Nuove norme sulla composizione della commissione consultiva militare unica per la concessione e la perdita di decorazioni al valor militare.

(G.U. 23 aprile 1973, n. 105)

 

     Art. 1.

     La commissione consultiva militare unica per la concessione e la perdita di decorazioni al valor militare, di cui al regio decreto 30 marzo 1933, n. 422, e successive modificazioni, è cosi composta:

     Presidente:

     un ufficiale in servizio permanente effettivo dell'Esercito, della Marina o dell'Aeronautica di grado non inferiore a generale di divisione o grado corrispondente, secondo una rotazione così stabilita: due dell'Esercito, uno della Marina; due dell'Esercito, uno dell'Aeronautica; e così di seguito, L'incarico è conferito per la durata massima di un anno e può essere rinnovato solo per un altro anno.

     Membri effettivi:

     per le proposte di competenza dell'Esercito:

     tre generali dell'Esercito;

     un ammiraglio;

     un generale dell'Aeronautica.

     per le proposte di competenza della Marina:

     due generali dell'Esercito;

     due ammiragli;

     un generale dell'Aeronautica.

     per le proposte di competenza dell'Aeronautica:

     due generali dell'Esercito;

     due generali dell'Aeronautica;

     un ammiraglio.

     Membri supplenti:

     un generale dell'Esercito, un ammiraglio, un generale dell'Aeronautica.

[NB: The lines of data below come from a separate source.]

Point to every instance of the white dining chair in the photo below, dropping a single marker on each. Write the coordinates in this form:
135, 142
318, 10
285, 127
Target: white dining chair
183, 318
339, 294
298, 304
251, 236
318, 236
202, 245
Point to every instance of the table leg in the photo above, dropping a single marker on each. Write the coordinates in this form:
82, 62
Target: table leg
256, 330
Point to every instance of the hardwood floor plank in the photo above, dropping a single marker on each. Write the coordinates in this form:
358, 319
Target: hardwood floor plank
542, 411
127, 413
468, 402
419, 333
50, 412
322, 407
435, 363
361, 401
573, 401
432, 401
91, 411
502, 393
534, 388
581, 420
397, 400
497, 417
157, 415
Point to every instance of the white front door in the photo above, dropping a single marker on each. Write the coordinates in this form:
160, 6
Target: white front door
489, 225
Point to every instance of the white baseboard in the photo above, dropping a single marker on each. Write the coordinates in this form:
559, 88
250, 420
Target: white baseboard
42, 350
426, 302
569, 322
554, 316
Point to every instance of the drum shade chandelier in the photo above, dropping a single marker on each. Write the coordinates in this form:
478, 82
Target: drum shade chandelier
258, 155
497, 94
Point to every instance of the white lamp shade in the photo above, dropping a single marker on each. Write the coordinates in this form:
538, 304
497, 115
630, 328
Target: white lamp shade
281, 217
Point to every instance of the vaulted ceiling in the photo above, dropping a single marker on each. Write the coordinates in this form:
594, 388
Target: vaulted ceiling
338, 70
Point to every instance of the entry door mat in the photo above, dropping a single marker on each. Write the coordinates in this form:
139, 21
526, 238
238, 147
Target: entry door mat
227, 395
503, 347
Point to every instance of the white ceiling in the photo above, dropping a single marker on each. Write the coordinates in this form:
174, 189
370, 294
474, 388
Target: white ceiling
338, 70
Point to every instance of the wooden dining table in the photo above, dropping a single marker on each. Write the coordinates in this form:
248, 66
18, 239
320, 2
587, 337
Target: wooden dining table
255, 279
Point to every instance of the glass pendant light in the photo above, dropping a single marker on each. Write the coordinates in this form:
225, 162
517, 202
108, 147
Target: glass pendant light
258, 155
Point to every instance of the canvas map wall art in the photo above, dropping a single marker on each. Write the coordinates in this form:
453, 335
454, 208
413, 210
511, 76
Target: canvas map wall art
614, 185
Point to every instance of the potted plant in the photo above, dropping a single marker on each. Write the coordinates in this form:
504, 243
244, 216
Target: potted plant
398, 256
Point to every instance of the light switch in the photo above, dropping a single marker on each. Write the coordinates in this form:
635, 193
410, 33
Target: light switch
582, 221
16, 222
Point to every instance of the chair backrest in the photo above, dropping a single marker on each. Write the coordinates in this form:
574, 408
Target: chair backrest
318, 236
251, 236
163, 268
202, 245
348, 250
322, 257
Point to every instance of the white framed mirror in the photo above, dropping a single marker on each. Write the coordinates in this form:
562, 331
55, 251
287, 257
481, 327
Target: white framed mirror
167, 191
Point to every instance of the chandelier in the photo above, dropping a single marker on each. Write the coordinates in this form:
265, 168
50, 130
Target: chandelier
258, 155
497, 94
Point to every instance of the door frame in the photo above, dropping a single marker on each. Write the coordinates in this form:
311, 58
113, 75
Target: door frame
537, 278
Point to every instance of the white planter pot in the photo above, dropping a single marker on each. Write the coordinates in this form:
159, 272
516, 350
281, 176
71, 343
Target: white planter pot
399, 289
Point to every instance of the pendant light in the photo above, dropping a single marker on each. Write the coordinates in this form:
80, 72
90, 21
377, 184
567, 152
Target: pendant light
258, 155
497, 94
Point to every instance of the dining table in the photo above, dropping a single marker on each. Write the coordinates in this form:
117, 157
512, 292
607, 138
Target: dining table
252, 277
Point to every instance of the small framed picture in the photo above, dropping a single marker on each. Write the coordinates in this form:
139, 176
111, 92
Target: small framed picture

     Nel numero dei membri effettivi previsti per ciascuna forza armata è compreso l'ufficiale generale o ammiraglio che ricopra la carica di presidente della commissione. All'occorrenza è fatto cessare l'ufficiale generale o ammiraglio meno elevato in grado o, a parità di grado, meno anziano in ruolo.

     Quando trattasi di proposte relative a militari appartenenti a forze armate diverse, i quali abbiano insieme partecipato alla stessa impresa, il presidente ha facoltà di convocare di volta in volta la commissione costituita con la rappresentanza di due membri per le forze armate cui i proposti appartengono, e di un membro per l'altra forza armata.

 

          Art. 2.

     La commissione delibera a maggioranza assoluta di voti e con l'intervento di tutti i suoi componenti, sostituendosi i membri effettivi, in caso di assenza o di legittimo impedimento, con i membri supplenti.

 

          Art. 3.

     Sono abrogati l'art. 2 del regio decreto 30 marzo 1933, n. 422, gli articoli 2 e 3 del regio decreto 3 gennaio 1944, n. 15, e l'articolo unico del decreto luogotenenziale 8 febbraio 1946, n. 162.

 


[1] Abrogato dall'art. 2 del D.P.R. 22 giugno 2009, n. 105.